Hallo, ich bin Hatice Genç, die am 29. Mai 1993 zwei Töchter verloren hat. Die ist für mich sehr, sehr wichtig, sie ist sehr, sehr schmerzhaft, sie beinhaltet alles. Ich bin selbst dorthin gekommen, als ich zum ersten Mal kam, ich habe meine Kinder dort geboren. Deshalb symbolisiert diese Untere Wernerstraße, dieser Ort, den unvorstellbaren Schmerz, den meine Familie erlebt hat. Es ist auch ein Denkmal, das zeigt, dass wir uns gegen Hass und Rassismus wehren.

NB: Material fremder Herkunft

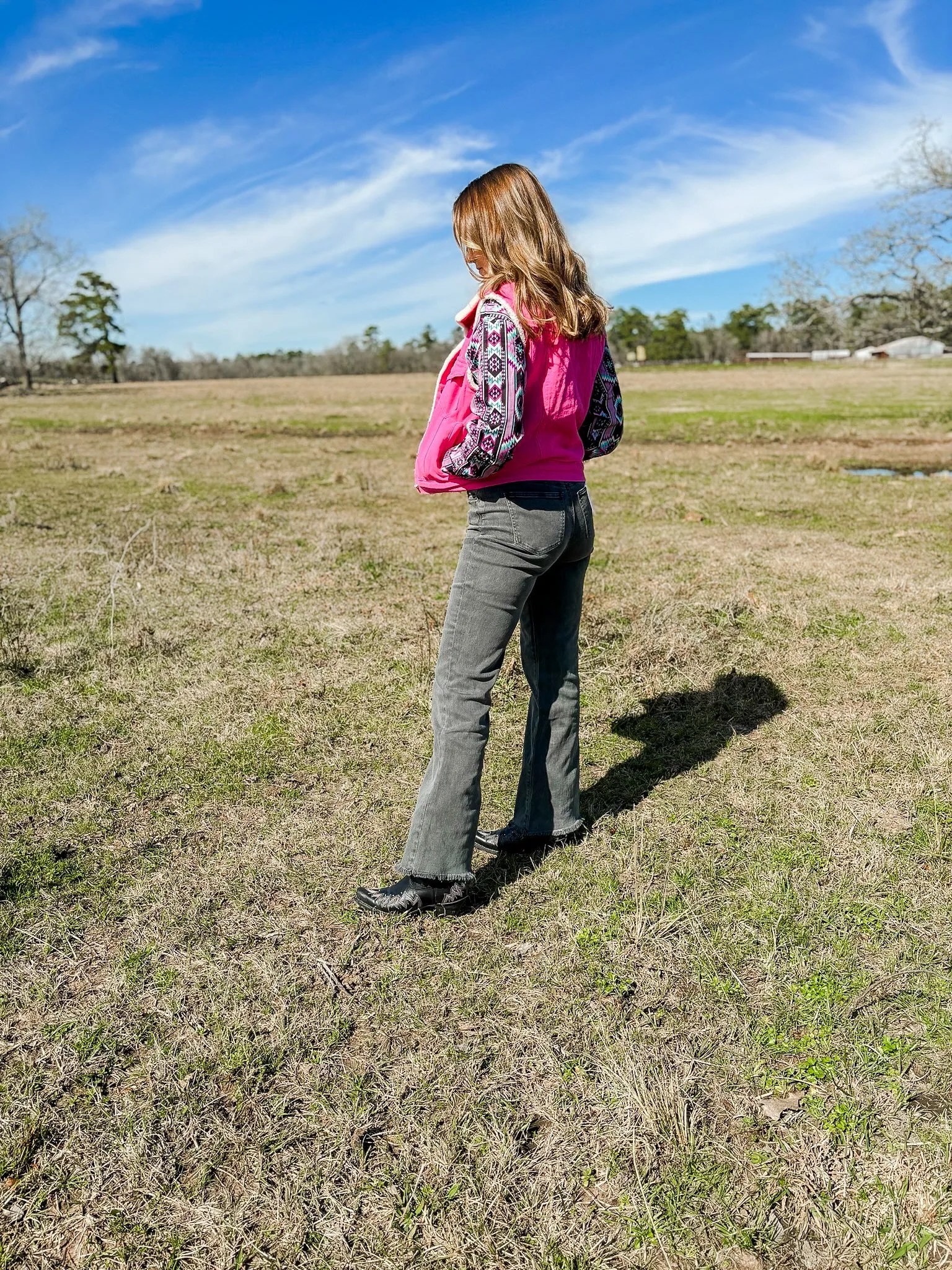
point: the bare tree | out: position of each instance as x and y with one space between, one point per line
33 270
903 266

Die fünf Bäume dort sind sehr wichtig für mich, aber ich hoffe, dass der Ort noch wichtiger wird. Ich würde mir wünschen, dass hier ein Museum oder eine Gedenkstätte entsteht, die meine Kinder und ihre Geschichte erzählt. Es könnte ein Raum für Bildung und Austausch sein, eine Ausstellung über die Folgen des Rassismus und wie wir ihn überwinden können. Es könnte auch Veranstaltungen geben, die Frieden und Vielfalt fördern.

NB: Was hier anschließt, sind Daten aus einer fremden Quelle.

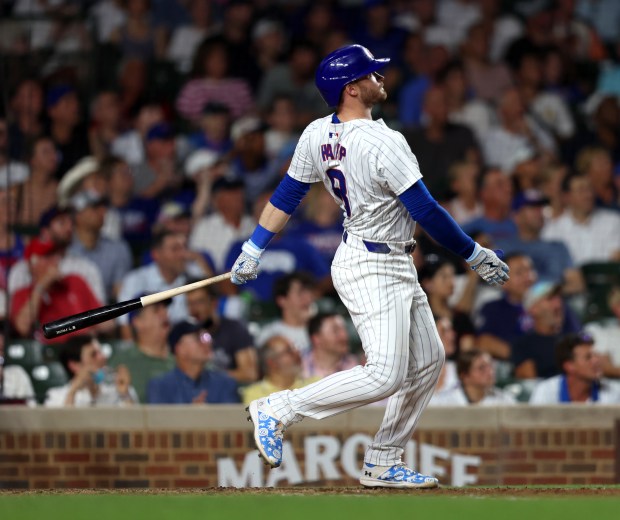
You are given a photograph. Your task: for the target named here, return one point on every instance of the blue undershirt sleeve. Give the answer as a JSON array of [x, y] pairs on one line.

Für mich drückt sich darin also auch ein großer Schmerz aus, einerseits Traurigkeit. Diese Untere Wernerstraße enthält für mich alles. Wenn ich dort hingehe, fühle ich mich traurig, ich weine, ich rede dort mit mir selbst, so viel, wie ich will.

Deshalb bedeutet mir das sehr viel. Dann gibt es einen Park hinter unserem Haus, in dem meine Kinder sehr gerne gespielt haben. Wir sind immer in diesen Park gegangen, weil die Kinder ihn so sehr liebten. Wir haben mit den Kindern gespielt, sind Seil gesprungen, auf den Seilen geklettert. Wir waren immer mit den Kindern dort, um sie aufzumuntern. Das ist ein Ort, an dem ich mich meinen Gefühlen stelle. Manchmal finde ich Frieden, und manchmal finde ich die Kraft, für eine bessere Welt im Namen meiner Kinder zu kämpfen. Deshalb ist jeder Ort, an den meine Kinder gegangen sind, eine Erinnerung für mich.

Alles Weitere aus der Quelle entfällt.